Olivier Van Vaerenbergh
Olivier Van Vaerenbergh Journaliste livres & BD

B-BOY EN SÉRIE NOIRE. LE FRANÇAIS KARIM MADANI IMPOSE SON STYLE ET SA GÉNÉRATION AVEC LE JOUR DU FLÉAU, UN DIRTY HARRY TRASH ET SURTOUT TRÈS GANGSTA RAP.

DE KARIM MADANI, ÉDITIONS SÉRIE NOIRE GALLIMARD, 300 PAGES.

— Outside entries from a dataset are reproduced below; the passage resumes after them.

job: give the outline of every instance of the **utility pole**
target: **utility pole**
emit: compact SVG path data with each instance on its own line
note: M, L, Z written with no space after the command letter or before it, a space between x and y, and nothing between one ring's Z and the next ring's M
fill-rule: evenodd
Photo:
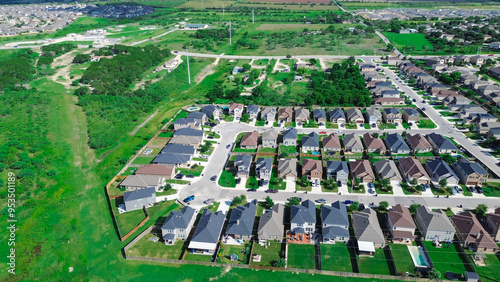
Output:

Arkestra,  » la ville qui ne dort jamais », pas de demi-mesures. Dans cette mégapole imaginaire, à mi-chemin entre Paris, New York et East L.A., on n’est pas là pour rigoler. Paco, anti-héros de ce Fléau et ex-flic des stups désormais collé à la brigade des mineurs, se drogue méthodiquement à la codéine. En proie aux hallucinations, il fracasse littéralement la tête des pédophiles qu’il ne peut pas arrêter. Il a du mal à se remettre de l’assassinat de son indic et maîtresse, torturée et shootée à mort par un gang de Colombiens protégés par les hautes sphères. Or sa vie de flic va le mettre en chasse, avec sa collègue lesbienne, rasta et booty, d’une mineure disparue. Son jour du fléau va en réalité en durer 9, au cours desquels il va croiser un photographe kidnappeur, un chef -castré- de réseau pédophile, de gros flics pourris accros aux bonbons, des politiciens qui ne jouissent qu’en tuant, et à peu près tout ce que la terre peut produire comme lie.

Nouvelles références

Karim Madani n’a pas 40 ans. Né et élevé à Paris, il s’est d’abord longuement fait la plume dans des magazines sur les « cultures urbaines », et le hip-hop en particulier. Ses premiers romans revendiquaient cet héritage ( Hip-hop connexion en 2007), son dernier, premier chez Gallimard, tente clairement d’élargir le propos et les références, même si le matériau de base reste inchangé: culture des gangs, ultraviolence, cynisme, pessimisme, drogue, thèses du complot, justice douteuse, omnipotence du bling bling, système pourri… tout y est. Mais avec style, ou « staïle », comme vous voudrez. Madani sait écrire, s’offre moult envolées, et apporte finalement au genre -qui en manquait peut-être, surtout en France- la langue de sa génération. Des références un peu lourdes, trop nombreuses et parfois contestables, mais neuves. Un peu à la manière d’un Abdel Raouf Dafri, qui a su fouetter de sang neuf quelques scénarios du cinéma français ( Mesrine: L’Ennemi Public N°1, Un prophète).

Reste ce choix d’une cité imaginaire, sans doute appelée à revenir dans des épisodes futurs. On pense évidemment à l' »Isola » d’Ed McBain, quadrillée en tous sens dans ses chroniques du 87e district, on pense aussi à la cité sans nom du Seven de Fincher, jamais nommée et tout le temps sous la pluie… Au mieux, on peut y voir avec plaisir une pure création littéraire, qui offre à son auteur toutes les aires de jeu. Au pire, on risque d’y renifler un peu de paresse, littéraire elle aussi, dans le chef d’un romancier s’affranchissant par là de tout besoin de repères ou de documentation. La Série noire, un brin rajeunie, accueille en tout cas ici une nouvelle voix appelée, à défaut d’être follement originale, à s’installer aux côtés des Chainas, Marpeau, DOA, Ledun & Co. Et s’offre la possibilité de toucher un nouveau public, qui possède probablement plus de DVD et de MP3 téléchargés que de polars à son compteur. Il était peut-être temps que la rencontre se fasse.